Digital Research was first choice by IBM to make the OS (CP/M being king of the OSes back then; many of the small indie computer makers were building with the Z80 chip; even the Apple II had CP/M available via a Z80 emulator card), but the IBM guys were late for the meeting, and the head of DR decided to go sailboarding.
Digital Research's 86-chip version of CP/M went nowhere. DOS, built by MS, and at least until v 5.0 still included (ahem) some CP/M interrupt code, was available to IBM as the official OS, but was also made available as a generic and standardized OS for the numerous indie makers.
The software side won. IBM didn't figure out until it was too late that it wasn't in control of its own destiny. OS/2 was a response, and didn't work out too well. Apple avoided the MS trap like the plague, and survived pretty nicely by controlling its own OS and hardware design. A short-lived move to license the OS to not-very-independent hardware makers (they were required to use the PM 7200 motherboard, if memory serves) was intended to expand market share.
Jobs was brought back, and eliminated that licensing.
Apple has tried to ride the UNIX wave, just as it rode the Internet wave (particularly the broadband). Apple's product lines are going to proliferate again -- this is more a feeling than based on anything -- probably by the end of 2005. And it will be a surprise, whatever it is.
But getting back to this diversification of the chips... Steve Jobs basically blackmailed Adobe years ago, announcing that his dissatisfaction with the secrecy (Adobe's proprietary software, which everyone liked, but was played close to the vest) had led Apple to develop its own scalable font technology, TrueType. Warnock (John?), founder of Adobe, next stood up and condemned what Jobs said as "garbage and mumbo-jumbo", but then announced that Adobe would open up.

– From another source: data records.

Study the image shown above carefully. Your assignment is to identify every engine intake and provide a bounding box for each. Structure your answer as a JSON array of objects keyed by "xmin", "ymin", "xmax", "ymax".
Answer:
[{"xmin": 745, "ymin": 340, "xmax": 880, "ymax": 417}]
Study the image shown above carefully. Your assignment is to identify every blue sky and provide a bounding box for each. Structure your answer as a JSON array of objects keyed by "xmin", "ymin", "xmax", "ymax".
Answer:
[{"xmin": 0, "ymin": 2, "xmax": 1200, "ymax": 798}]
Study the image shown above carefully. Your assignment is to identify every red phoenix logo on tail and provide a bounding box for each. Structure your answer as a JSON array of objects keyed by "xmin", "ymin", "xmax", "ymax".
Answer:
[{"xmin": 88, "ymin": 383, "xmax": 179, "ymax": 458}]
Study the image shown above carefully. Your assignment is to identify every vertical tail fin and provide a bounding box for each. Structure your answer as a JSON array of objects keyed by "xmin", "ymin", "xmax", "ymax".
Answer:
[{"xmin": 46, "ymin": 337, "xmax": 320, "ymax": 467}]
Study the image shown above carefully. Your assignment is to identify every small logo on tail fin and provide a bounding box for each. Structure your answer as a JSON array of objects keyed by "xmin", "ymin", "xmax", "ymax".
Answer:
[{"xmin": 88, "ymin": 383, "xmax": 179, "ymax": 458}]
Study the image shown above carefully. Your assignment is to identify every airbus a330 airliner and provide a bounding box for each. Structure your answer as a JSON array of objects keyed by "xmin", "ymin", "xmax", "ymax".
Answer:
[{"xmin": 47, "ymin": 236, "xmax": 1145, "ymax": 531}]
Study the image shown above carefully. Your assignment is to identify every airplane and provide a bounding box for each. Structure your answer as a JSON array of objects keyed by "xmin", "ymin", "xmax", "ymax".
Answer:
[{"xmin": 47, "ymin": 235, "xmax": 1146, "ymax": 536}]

I view this as a shrewd move by Jobs, and this is coming from someone who really, really doesn't like the man. Apple will be seen as an OS development company, and the licensing deal which involved hardware won't recur, but the ultimate goal will be revived.
And IBM will have a fire built under it. If it comes up with improvements, Apple will stick with a "classic" product line, probably including the higher-end stuff. The Intel-based family will be built by Apple, and other makers may come over to offer their own lines. I'd expect that it will take the form of platforms that are designed for multiple OS support.
Translated: "We are yet again using our monopoly to push our inferior products."
Sorry, SharePoint cannot technologically compete on any level as an enterprise search engine against the Google Search Appliance. It'll even index your SharePoint.